The London 2012 Summer Olympics brings together people from around the world, which makes it a potential epicenter for an infectious disease outbreak.
To better prepare to respond, Britain’s Health Protection Agency has made several enhancements to its syndromic surveillance systems, including a new emergency department syndromic surveillance system, which is providing real-time monitoring of attendance data from a network of emergency departments and a newly developed GP out-of-hours/unscheduled care syndromic surveillance system, which is now providing daily reports of patients presenting to unscheduled services and walk-in centers.
These HPA notes that these new surveillance schemes may be an important legacy of the Olympic Games by providing England and Wales with one of the most comprehensive public health-based syndromic surveillance systems in the world.
Progress is being made in the United States as well, including through the meaningful use framework.
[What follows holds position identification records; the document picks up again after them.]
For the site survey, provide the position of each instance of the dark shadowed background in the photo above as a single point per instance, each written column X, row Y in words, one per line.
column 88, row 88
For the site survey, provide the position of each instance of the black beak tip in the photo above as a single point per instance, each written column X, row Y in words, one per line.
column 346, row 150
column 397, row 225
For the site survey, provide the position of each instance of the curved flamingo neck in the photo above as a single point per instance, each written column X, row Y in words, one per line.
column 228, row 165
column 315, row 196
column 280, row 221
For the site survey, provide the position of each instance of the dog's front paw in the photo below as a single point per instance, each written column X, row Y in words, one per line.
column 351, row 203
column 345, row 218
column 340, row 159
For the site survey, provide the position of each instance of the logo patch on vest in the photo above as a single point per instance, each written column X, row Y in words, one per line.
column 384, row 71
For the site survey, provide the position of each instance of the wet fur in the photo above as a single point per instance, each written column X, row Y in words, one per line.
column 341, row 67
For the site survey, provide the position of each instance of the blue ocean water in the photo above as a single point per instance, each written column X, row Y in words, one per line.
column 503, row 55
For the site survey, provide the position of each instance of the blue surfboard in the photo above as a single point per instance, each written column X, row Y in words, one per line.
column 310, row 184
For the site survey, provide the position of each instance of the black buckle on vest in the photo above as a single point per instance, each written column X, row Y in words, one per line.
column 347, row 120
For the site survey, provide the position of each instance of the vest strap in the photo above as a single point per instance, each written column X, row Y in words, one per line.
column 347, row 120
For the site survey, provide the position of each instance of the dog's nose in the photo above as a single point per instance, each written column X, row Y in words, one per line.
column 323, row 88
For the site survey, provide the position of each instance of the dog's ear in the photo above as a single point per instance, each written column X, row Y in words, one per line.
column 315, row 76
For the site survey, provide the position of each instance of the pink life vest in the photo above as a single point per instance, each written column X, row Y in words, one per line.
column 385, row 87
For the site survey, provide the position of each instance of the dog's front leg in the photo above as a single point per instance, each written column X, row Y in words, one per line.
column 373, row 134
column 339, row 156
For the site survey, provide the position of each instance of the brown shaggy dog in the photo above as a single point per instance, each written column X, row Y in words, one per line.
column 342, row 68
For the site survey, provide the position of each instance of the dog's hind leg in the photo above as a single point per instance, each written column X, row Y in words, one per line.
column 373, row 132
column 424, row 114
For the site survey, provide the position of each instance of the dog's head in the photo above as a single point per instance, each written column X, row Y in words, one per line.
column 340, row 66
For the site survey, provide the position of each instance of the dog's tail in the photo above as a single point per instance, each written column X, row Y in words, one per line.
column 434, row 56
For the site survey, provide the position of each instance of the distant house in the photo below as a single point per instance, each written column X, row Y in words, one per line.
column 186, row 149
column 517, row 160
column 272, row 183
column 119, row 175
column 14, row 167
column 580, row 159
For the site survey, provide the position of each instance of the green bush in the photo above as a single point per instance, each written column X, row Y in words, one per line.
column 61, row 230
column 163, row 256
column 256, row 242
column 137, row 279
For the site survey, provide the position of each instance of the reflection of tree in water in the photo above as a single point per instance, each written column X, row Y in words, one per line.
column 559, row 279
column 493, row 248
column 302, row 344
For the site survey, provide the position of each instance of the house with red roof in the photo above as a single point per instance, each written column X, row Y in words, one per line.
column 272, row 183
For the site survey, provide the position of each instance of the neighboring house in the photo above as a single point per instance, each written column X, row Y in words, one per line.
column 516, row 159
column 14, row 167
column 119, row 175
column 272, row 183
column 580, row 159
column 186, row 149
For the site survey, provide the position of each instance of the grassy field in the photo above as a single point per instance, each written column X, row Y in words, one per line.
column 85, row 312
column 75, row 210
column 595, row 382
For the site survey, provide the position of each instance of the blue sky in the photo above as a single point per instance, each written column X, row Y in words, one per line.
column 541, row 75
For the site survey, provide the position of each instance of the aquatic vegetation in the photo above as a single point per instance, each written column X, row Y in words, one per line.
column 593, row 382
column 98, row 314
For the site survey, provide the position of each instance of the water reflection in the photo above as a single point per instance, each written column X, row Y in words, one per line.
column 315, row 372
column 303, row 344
Under meaningful use Stage 1 rules, sending test electronic syndromic surveillance (ESS) data to public health agencies is an optional incentive measure that is not fully defined, according to the International Society for Disease Surveillance (ISDS) in Brighton, Mass. A data content standard is missing for the ESS Stage 1 measure. The CDC’s Public Health Information Network (PHIN) Messaging Guide for Syndromic Surveillance is proposed as the content standard for Stage 2 attestation and 2014 EHR certification. Adopting this messaging guide should better align meaningful use rules with state and local public health priorities and resources, as well as better define the Stage 2 incentive measure, according to ISDS, which has been refining the recommended Stage 3 meaningful use standards for syndromic surveillance.
What are some ways that U.S. syndromic surveillance systems are evolving and getting better? I had the chance to interview several public health leaders about this topic for Emergency Management magazine earlier this year.
One good example of a statewide syndromic surveillance system that has grown more valuable over time is the North Carolina Disease Event Tracking and Epidemiologic Collection Tool (NC DETECT) in North Carolina. It started in 1999 with a statewide mandate that hospital EDs electronically report chief complaint data. Amy Ising, the NC DETECT program director in the Carolina Center for Health Informatics in the University of North Carolina Department of Emergency Medicine, talked to me about how the system has evolved. “We are constantly adding features to handle a variety of scenarios,” she said. “User feedback from local public health officials drives what we work on.”
NC DETECT now provides near-real-time statewide surveillance capacity to local, regional and state-level users across North Carolina with twice-daily data feeds from 117 emergency departments, hourly updates from the statewide poison center and daily feeds from statewide EMS runs and select urgent care centers. The Web application allows public health officials to access aggregate data as well as information customized to their jurisdictions.
Syndromic surveillance has evolved as state and local public health emergency response efforts support epidemiologists in their work and start pulling data from multiple sources and they are getting better at sharing data, said Charles Ishikawa, associate director of Public Health Programs for the ISDS. “The more evolved the system is, the more sophisticated the number and type of data sources they are able to draw on, ranging from ED visits to 911 call centers, poison control to school absenteeism.”